Sorry about the cite in my “paradigms of alignment” talk, I didn’t mean to misrepresent your work. I was going for a high-level one-sentence summary of the result and I did not phrase it carefully. I’m open to suggestions on how to phrase this differently when I next give this talk.
Similarly to Steven, I usually cite your power-seeking papers to support a high-level statement that “instrumental convergence is a thing” for ML audiences, and I find they are a valuable outreach tool. For example, last year I pointed David Silver to the optimal policies paper when he was proposing some alignment ideas to our team that we would expect don’t work because of instrumental convergence. (There’s a nonzero chance he would look at a NeurIPS paper and basically no chance that he would read a LW post.)
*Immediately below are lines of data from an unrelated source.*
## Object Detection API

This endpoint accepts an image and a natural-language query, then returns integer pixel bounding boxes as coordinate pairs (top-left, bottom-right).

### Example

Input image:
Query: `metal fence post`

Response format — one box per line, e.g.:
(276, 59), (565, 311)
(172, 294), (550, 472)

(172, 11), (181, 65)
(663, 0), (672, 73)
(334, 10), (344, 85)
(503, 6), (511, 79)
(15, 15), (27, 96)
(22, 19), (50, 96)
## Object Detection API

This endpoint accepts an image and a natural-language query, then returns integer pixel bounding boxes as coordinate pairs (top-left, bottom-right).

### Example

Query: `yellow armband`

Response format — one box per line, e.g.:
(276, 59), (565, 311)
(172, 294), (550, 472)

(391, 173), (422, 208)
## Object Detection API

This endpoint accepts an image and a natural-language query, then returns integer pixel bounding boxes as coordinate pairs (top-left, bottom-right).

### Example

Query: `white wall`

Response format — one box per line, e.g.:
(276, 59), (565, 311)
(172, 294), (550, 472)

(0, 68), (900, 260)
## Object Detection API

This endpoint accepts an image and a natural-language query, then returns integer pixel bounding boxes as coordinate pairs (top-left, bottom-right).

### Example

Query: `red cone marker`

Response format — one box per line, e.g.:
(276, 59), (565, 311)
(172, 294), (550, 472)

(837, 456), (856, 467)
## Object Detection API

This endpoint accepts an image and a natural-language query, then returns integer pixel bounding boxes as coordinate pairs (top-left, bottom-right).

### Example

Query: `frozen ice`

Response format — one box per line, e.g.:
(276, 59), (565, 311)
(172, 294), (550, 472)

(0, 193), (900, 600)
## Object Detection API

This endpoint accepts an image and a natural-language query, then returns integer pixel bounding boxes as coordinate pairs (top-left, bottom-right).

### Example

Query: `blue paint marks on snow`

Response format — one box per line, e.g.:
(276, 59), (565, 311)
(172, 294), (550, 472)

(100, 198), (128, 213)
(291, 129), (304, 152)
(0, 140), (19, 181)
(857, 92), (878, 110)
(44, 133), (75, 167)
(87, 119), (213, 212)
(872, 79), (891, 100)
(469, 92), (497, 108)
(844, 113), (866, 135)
The subtleties that you discuss are important in general, but don’t seem relevant to making the basic case for instrumental convergence to ML researchers. Maybe you don’t care about optimal policies, but many RL people do, and I think these results can help them better understand why alignment is hard.
Thanks for your patient and high-quality engagement here, Vika! I hope my original comment doesn’t read as a passive-aggressive swipe at you. (I consciously tried to optimize it to not be that.) I wanted to give concrete examples so that Wei_Dai could understand what was generating my feelings.
It’s a tough question to say how to apply the retargetablity result to draw practical conclusions about trained policies. Part of this is because I don’t know if trained policies tend to autonomously seek power in various non game-playing regimes.
If I had to say something, I might say “If choosing the reward function lets us steer the training process to produce a policy which brings about outcome X, and most outcomes X can only be attained by seeking power, then most chosen reward functions will train power-seeking policies.” This argument appropriately behaves differently if the “outcomes” are simply different sentiment generations being sampled from an LM—sentiment shift doesn’t require power-seeking.
My guess is that the optimal policies paper was net negative for technical understanding and progress, but net positive for outreach, and agree it has strong benefits in the situations you highlight.
I think that it’s locally valid to point out “under your beliefs (about optimal policies mattering a lot), the situation is dangerous, read this paper.” But I feel a tad queasy about the overall point, since I don’t think alignment’s difficulty has much to do with the difficulties pointed out by “Optimal Policies Tend to Seek Power.” I feel better about saying “Look, if in fact the same thing happens with trained policies, which are sometimes very different, then we are in trouble.” Maybe that’s what you already communicate, though.
Thanks Alex! Your original comment didn’t read as ill-intended to me, though I wish that you’d just messaged me directly. I could have easily missed your comment in this thread—I only saw it because you linked the thread in the comments on my post.
Your suggested rephrase helps to clarify how you think about the implications of the paper, but I’m looking for something shorter and more high-level to include in my talk. I’m thinking of using this summary, which is based on a sentence from the paper’s intro: “There are theoretical results showing that many decision-making algorithms have power-seeking tendencies.”
(Looking back, the sentence I used in the talk was a summary of the optimal policies paper, and then I updated the citation to point to the retargetability paper and forgot to update the summary...)
I think this is reasonable, although I might say “suggesting” instead of “showing.” I think I might also be more cautious about further inferences which people might make from this—like I think a bunch of the algorithms I proved things about are importantly unrealistic. But the sentence itself seems fine, at first pass.
Thanks, this clarifies a lot for me.